In this work we investigate the effects of different interplanetary conditions on the near-Mercury's dynamics by means of hybrid simulations. In fact, along its orbit Mercury experiences significantly different environments in terms of interplanetary magnetic field (IMF) intensity and direction, as well as solar wind density and velocity.
 
In particular, we show the variations occurring in the bow-shock / magnetosheath / magnetopause system under a Parker's spiral IMF configuration as the orbit passes from the Aphelion position at 0.47 AU to the Perihelion position at 0.30 AU, as well as the effects of solar winds at different velocities. We observe these boundaries being significantly compressed towards the planetary surface as result of the interaction with high dynamic pressure and/or high Alfenic Mach number conditions. Moreover, a quasi-radial IMF configuration leads to the formation of an intense foreshock region concurring to further affect the boundaries characteristics.

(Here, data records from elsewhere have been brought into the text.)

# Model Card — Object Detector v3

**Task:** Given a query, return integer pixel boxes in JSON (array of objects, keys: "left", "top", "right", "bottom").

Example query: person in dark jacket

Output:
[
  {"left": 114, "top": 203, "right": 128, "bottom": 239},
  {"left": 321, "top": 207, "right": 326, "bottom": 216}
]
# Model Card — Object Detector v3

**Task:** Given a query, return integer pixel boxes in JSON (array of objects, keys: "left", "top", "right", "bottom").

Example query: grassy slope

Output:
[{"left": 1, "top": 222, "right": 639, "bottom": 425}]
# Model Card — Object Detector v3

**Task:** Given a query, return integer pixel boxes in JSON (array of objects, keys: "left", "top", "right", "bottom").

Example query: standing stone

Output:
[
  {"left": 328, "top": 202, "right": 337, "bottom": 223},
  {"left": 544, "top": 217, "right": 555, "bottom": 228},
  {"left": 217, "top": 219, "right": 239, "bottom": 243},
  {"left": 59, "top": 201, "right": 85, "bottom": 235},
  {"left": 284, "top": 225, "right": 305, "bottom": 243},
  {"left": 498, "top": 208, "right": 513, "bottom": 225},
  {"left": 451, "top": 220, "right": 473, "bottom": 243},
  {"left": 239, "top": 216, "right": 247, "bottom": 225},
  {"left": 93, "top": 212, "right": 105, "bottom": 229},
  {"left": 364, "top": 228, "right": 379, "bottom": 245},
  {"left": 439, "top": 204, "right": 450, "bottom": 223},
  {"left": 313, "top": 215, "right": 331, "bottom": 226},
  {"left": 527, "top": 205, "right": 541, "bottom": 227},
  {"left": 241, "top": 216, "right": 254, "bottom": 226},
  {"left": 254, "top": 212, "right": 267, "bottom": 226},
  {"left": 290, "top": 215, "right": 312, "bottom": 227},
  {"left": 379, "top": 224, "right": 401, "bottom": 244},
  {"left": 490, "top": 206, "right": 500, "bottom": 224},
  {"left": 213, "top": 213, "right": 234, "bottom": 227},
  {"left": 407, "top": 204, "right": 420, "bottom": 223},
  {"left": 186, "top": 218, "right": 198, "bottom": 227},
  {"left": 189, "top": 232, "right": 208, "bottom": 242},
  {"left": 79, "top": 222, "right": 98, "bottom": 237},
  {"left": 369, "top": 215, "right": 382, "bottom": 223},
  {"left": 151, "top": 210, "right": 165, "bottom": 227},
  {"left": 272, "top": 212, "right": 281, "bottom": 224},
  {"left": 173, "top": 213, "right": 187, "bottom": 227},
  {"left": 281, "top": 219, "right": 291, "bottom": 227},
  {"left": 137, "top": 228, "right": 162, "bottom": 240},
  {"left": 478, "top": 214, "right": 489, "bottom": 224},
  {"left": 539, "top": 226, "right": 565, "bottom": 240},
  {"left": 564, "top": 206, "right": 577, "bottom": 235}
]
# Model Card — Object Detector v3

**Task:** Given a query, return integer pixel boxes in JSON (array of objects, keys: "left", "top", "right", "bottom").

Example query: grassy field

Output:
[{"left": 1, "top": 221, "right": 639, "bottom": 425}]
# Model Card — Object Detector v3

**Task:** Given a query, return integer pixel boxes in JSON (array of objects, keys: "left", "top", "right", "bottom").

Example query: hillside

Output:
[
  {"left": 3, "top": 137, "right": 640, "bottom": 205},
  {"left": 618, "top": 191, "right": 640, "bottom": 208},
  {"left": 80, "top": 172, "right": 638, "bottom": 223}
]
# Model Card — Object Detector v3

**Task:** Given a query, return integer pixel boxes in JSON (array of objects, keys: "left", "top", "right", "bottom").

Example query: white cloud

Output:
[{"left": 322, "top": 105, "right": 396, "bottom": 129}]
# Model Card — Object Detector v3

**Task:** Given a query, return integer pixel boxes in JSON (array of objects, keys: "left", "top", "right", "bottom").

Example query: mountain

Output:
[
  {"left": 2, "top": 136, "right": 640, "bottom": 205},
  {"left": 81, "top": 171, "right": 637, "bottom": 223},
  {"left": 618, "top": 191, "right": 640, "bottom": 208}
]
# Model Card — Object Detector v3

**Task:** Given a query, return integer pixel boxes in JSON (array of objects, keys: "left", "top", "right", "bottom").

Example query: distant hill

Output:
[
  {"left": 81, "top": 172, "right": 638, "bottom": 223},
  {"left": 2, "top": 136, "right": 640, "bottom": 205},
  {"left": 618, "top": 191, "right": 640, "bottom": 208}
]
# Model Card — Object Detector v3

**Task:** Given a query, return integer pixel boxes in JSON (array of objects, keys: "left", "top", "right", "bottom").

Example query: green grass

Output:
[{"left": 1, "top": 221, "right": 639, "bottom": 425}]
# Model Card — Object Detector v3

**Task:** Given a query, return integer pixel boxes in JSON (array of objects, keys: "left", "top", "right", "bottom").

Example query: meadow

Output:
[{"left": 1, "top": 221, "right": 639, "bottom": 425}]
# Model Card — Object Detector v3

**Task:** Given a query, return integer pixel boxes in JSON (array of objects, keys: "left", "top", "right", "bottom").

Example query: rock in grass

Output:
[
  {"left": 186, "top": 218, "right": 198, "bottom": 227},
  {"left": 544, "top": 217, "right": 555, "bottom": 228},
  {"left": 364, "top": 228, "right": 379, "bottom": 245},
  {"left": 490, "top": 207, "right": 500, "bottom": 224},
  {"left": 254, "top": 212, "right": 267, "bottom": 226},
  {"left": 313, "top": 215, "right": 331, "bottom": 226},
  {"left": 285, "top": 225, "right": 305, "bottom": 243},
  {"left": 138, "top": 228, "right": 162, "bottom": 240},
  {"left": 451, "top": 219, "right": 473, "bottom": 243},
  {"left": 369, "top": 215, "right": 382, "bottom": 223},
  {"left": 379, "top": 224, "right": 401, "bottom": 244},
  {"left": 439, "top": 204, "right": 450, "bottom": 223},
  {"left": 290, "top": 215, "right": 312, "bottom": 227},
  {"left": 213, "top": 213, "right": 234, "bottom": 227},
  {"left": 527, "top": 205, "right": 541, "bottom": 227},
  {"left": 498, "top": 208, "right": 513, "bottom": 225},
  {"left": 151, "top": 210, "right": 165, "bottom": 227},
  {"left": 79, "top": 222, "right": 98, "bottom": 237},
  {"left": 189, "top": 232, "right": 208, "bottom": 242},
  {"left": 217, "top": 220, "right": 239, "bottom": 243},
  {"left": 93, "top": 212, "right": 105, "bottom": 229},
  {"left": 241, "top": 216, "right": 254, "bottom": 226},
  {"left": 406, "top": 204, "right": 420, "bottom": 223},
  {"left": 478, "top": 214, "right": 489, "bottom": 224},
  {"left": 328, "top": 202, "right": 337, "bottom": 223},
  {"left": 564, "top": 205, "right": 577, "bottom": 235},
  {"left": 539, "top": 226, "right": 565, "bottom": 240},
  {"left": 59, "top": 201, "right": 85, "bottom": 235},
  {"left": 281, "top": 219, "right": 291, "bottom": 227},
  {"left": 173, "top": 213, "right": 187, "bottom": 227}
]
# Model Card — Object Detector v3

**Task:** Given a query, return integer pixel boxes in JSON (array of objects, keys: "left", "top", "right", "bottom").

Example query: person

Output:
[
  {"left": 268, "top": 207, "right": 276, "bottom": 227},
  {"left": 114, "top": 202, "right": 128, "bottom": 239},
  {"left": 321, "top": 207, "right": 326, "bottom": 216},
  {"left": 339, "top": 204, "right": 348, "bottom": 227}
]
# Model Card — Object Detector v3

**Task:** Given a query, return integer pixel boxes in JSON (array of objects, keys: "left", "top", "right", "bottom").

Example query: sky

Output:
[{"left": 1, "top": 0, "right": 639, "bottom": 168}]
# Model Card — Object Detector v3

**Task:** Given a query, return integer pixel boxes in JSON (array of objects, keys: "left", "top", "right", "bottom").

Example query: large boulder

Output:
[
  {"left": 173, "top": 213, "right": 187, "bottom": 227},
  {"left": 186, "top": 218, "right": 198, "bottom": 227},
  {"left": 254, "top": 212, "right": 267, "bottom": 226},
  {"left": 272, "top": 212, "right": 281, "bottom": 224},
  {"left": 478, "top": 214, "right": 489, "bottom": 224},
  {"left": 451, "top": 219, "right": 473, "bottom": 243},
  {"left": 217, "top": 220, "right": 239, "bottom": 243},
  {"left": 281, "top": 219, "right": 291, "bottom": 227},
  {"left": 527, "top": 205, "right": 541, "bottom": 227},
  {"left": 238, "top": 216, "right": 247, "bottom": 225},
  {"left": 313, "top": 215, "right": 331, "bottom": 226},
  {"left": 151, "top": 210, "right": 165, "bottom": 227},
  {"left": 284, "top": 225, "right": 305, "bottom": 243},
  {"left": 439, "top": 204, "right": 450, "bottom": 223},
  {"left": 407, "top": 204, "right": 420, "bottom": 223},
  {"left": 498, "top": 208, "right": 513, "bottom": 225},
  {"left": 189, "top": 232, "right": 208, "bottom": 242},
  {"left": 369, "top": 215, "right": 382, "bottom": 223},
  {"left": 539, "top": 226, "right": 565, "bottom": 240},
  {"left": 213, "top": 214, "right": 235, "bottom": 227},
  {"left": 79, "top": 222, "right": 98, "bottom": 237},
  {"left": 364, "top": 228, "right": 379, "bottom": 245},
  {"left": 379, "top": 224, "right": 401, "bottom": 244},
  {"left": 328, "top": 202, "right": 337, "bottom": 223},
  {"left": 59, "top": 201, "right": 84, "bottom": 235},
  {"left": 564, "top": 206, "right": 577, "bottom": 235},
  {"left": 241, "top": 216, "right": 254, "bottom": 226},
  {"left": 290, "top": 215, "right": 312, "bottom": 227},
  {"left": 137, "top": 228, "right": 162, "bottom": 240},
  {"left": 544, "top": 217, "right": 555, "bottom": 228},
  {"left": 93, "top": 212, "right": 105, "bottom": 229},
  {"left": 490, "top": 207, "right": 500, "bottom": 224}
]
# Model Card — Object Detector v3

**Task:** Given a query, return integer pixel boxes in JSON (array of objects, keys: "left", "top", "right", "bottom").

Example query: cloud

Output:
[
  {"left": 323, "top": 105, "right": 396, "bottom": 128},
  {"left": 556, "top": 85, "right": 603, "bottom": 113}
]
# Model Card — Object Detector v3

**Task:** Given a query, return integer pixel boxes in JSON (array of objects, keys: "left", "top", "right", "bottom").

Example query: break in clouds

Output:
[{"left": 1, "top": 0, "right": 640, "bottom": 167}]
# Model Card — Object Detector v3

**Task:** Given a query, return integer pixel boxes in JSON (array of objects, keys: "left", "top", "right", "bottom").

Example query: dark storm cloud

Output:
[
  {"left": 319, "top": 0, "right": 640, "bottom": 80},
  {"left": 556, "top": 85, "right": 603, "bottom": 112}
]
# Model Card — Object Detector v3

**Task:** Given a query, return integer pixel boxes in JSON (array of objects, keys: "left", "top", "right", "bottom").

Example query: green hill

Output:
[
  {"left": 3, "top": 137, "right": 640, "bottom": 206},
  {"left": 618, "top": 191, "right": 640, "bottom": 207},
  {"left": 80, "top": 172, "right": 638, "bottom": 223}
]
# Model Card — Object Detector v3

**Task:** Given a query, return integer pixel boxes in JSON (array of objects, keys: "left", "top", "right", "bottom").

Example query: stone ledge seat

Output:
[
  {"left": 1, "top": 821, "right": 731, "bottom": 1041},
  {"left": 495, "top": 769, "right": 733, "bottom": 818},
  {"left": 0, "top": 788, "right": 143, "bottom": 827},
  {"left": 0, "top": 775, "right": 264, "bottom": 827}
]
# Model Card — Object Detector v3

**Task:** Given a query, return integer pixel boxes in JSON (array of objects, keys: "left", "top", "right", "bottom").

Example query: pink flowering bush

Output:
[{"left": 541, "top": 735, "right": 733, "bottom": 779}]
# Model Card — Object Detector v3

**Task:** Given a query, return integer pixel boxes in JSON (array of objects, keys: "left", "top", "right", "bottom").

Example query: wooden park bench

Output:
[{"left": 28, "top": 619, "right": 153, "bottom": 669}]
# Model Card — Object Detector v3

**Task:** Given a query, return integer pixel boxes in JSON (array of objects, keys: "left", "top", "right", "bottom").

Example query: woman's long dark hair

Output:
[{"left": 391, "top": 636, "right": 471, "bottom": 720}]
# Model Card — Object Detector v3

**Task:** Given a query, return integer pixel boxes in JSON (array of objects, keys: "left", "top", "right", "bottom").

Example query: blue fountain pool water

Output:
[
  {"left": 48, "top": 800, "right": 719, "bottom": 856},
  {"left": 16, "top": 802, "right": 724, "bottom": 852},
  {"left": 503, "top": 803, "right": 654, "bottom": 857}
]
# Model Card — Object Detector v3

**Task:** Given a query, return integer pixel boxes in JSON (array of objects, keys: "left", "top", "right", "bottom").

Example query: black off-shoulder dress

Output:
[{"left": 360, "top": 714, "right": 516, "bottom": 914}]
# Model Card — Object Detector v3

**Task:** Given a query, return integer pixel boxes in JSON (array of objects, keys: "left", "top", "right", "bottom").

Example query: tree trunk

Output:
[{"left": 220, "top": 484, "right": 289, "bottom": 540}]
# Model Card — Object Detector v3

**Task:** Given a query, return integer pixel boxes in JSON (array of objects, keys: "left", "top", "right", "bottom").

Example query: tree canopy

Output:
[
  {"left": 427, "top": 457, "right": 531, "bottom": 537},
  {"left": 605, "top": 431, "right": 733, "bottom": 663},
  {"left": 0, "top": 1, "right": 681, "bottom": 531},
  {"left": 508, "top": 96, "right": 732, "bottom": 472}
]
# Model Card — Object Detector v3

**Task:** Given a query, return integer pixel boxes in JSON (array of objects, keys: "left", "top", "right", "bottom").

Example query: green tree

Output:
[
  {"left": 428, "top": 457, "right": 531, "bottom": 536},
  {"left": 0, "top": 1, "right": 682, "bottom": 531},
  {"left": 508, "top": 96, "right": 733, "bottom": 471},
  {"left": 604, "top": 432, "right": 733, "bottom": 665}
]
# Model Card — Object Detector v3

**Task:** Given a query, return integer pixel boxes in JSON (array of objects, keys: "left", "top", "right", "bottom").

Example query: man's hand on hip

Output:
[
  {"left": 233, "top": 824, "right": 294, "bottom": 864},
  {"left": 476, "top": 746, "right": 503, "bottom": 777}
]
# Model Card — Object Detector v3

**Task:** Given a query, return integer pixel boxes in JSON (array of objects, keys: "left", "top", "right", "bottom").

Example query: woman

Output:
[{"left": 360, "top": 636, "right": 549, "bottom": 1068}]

Finally, one of the main consequences of such a variable near-planet magnetic dynamics is the different rate, intensity and energy distribution of the interplanetary particles capable of precipitating onto the planetary surface. These particles are thought to be one of the main source of the neutrals seen in the exosphere. We observe that the precipitation mainly occurs along the open-lines magnetic cusps regions. Unlike what found from some past simulations, these regions show a significant longitudinal displacement from the north-south meridian line probably due to the quasi-radial configuration, as well as a latitudinal displacement towards the equatorial plane as the incoming solar wind compression increases. Additionally, the presence of a compressed magnetosphere / bow-shock scenario concurs to increase the precipitation rate in the equatorial regions.